Heavier parts, such as the rotor head and blades and the tail section, are removed and the wheels folded up.
The helicopter is fitted with stabilisers - effectively a cradle with small wheels - so it can be inched on to the carrier using a large winch. This delicate process takes up to three hours and half a dozen movement staff and engineers to complete.
"It's a very fine process because the Merlin is a very big helicopter. It pretty much fills the C-17," says Flt Lt Hearne, 33, from Leeds.
"When you bump these things it tends to cost a lot."
Once inside, the helicopter is secured to the floor of the carrier with giant chains.
Wing Cdr David Manning is in charge of the UK's fleet of seven C-17s, the RAF's biggest aircraft, which transport both equipment and personnel around the world to support operations.
"The last thing we want is it moving around in the air.

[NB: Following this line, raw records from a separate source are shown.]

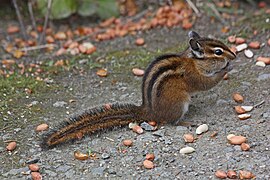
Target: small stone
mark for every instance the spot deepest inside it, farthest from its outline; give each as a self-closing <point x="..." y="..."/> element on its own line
<point x="187" y="150"/>
<point x="32" y="161"/>
<point x="98" y="171"/>
<point x="238" y="97"/>
<point x="150" y="157"/>
<point x="260" y="63"/>
<point x="239" y="40"/>
<point x="247" y="108"/>
<point x="231" y="39"/>
<point x="105" y="155"/>
<point x="11" y="146"/>
<point x="245" y="147"/>
<point x="246" y="175"/>
<point x="201" y="129"/>
<point x="127" y="142"/>
<point x="188" y="138"/>
<point x="237" y="140"/>
<point x="248" y="53"/>
<point x="33" y="167"/>
<point x="36" y="176"/>
<point x="254" y="45"/>
<point x="266" y="60"/>
<point x="263" y="77"/>
<point x="102" y="72"/>
<point x="131" y="125"/>
<point x="244" y="116"/>
<point x="59" y="104"/>
<point x="148" y="164"/>
<point x="232" y="174"/>
<point x="241" y="47"/>
<point x="159" y="133"/>
<point x="42" y="127"/>
<point x="139" y="42"/>
<point x="221" y="174"/>
<point x="138" y="129"/>
<point x="239" y="110"/>
<point x="138" y="72"/>
<point x="147" y="126"/>
<point x="229" y="136"/>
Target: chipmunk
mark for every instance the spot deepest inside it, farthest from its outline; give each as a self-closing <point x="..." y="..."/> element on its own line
<point x="167" y="86"/>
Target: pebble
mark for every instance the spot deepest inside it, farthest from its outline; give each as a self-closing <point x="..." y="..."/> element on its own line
<point x="127" y="142"/>
<point x="266" y="60"/>
<point x="247" y="108"/>
<point x="105" y="155"/>
<point x="59" y="104"/>
<point x="138" y="72"/>
<point x="238" y="98"/>
<point x="231" y="39"/>
<point x="188" y="138"/>
<point x="98" y="171"/>
<point x="232" y="174"/>
<point x="263" y="77"/>
<point x="32" y="161"/>
<point x="237" y="140"/>
<point x="239" y="40"/>
<point x="245" y="147"/>
<point x="244" y="116"/>
<point x="147" y="126"/>
<point x="139" y="42"/>
<point x="260" y="63"/>
<point x="246" y="175"/>
<point x="239" y="110"/>
<point x="36" y="176"/>
<point x="131" y="125"/>
<point x="221" y="174"/>
<point x="138" y="129"/>
<point x="241" y="47"/>
<point x="33" y="167"/>
<point x="201" y="129"/>
<point x="159" y="133"/>
<point x="187" y="150"/>
<point x="11" y="146"/>
<point x="148" y="164"/>
<point x="248" y="53"/>
<point x="150" y="157"/>
<point x="42" y="127"/>
<point x="254" y="45"/>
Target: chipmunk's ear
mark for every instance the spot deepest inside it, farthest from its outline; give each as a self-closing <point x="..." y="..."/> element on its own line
<point x="196" y="48"/>
<point x="193" y="35"/>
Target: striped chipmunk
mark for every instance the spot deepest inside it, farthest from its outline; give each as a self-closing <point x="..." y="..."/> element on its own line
<point x="167" y="86"/>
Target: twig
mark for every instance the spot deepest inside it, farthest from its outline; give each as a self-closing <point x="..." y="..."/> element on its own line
<point x="38" y="47"/>
<point x="20" y="19"/>
<point x="193" y="7"/>
<point x="46" y="21"/>
<point x="213" y="8"/>
<point x="258" y="104"/>
<point x="30" y="9"/>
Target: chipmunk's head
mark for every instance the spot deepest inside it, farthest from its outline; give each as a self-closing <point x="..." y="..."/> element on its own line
<point x="210" y="53"/>
<point x="205" y="48"/>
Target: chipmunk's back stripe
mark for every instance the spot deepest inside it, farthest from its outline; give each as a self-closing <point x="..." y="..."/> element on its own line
<point x="146" y="89"/>
<point x="154" y="78"/>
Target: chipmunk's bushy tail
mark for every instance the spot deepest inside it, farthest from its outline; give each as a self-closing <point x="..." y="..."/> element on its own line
<point x="91" y="121"/>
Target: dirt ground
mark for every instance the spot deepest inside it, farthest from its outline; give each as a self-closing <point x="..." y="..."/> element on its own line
<point x="115" y="161"/>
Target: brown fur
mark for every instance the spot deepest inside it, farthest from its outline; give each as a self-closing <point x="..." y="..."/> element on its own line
<point x="167" y="85"/>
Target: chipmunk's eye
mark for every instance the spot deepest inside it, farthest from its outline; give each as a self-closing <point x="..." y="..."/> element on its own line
<point x="218" y="51"/>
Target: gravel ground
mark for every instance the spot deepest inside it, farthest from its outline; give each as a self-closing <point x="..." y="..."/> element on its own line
<point x="115" y="161"/>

There's no room for error at all," he says.
Merlins are the most challenging package to deliver, he says, when compared to transporting troops, freight or other aircraft, such as a Chinook helicopter.

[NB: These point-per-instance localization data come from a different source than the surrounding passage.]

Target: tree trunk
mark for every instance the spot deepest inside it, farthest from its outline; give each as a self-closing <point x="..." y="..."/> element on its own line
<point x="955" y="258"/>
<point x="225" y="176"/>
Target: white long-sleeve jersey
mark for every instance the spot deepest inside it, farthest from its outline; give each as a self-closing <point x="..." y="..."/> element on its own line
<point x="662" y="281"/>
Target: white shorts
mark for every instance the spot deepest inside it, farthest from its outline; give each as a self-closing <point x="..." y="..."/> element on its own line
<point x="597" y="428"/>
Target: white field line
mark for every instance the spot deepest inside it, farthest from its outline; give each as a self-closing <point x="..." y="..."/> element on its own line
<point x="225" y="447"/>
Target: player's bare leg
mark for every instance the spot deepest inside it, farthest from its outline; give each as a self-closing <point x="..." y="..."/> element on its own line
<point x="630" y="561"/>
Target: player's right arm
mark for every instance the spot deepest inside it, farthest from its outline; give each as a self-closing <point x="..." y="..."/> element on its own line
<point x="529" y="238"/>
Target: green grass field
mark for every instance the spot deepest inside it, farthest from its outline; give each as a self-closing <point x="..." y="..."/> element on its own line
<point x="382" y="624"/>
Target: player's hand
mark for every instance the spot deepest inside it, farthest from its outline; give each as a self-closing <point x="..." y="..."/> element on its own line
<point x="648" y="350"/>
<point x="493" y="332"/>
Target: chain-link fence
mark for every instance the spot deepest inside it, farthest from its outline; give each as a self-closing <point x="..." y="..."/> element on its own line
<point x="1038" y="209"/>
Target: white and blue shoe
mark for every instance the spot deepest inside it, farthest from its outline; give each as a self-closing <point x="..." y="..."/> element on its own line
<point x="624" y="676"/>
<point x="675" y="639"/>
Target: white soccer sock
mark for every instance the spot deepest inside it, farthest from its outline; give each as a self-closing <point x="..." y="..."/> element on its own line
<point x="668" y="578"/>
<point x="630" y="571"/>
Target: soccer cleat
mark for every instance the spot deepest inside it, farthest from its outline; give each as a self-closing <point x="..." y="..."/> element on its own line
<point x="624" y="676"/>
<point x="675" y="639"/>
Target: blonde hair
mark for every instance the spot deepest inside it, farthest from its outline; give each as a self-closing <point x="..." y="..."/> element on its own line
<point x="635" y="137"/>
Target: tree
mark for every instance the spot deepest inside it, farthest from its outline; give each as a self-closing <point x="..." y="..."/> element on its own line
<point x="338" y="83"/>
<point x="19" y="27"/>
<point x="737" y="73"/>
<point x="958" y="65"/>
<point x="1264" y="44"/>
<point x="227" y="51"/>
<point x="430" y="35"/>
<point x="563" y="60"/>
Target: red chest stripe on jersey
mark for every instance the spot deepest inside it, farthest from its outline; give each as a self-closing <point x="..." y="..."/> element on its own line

Though larger than a Merlin, a Chinook can be broken down into smaller pieces.
And Wing Cdr Manning says looking after Merlins is an even more daunting prospect than carrying VIPs, which the C-17 did when Prime Minister David Cameron visited UK troops in Afghanistan last week.
But for his 340 air crew it is all part of the "bread and butter" of the "best job in the world", which can involve rescuing injured personnel and providing operational support to troops, says the 42-year-old pilot, from Chipping Norton.
The flight from Brize Norton to Camp Bastion - including a fuel stop in the Mediterranean or Middle East - takes roughly 12 hours.
But the hard work is far from over on arrival at the camp, where another team of specialist engineers is waiting.
"Taking the helicopter apart in this country is quite an enjoyable job - it's putting it together at the other end that's more stressful," says SAC Stay.
Flt Lt Hearne adds: "If you took a Ferrari to pieces on your kitchen table and transported it half-way round the world and then tried to rebuild it again, it might take a little longer to get it working again.
"Every Merlin helicopter has got hundreds of thousands of moving parts. They all have to work in perfect harmony for it to run smoothly. That takes time."
'Sense of satisfaction'
Once the Merlin has been rebuilt, the testing process begins. Only when crews are sure the helicopter is functioning correctly will it be allowed to fly on missions.
"We enjoy a sense of satisfaction when we know we're getting a helicopter out there to do some good," says SAC Stay, 20, from Cheltenham.
The Merlin's introduction to Afghanistan followed criticism of the previous government for failing to properly support troops. Critics had suggested helicopter shortages contributed to an increased casualty toll by forcing more personnel to travel by land littered with roadside bombs.
Flt Lt Hearne says while the Merlin's role in Afghanistan involves seemingly mundane tasks, such as carrying people, its presence can save lives.
The helicopters face formidable conditions in the hot, dusty, mountainous environment of Afghanistan.
"Any helicopter that goes to Afghanistan is pushed to the absolute limit," he adds.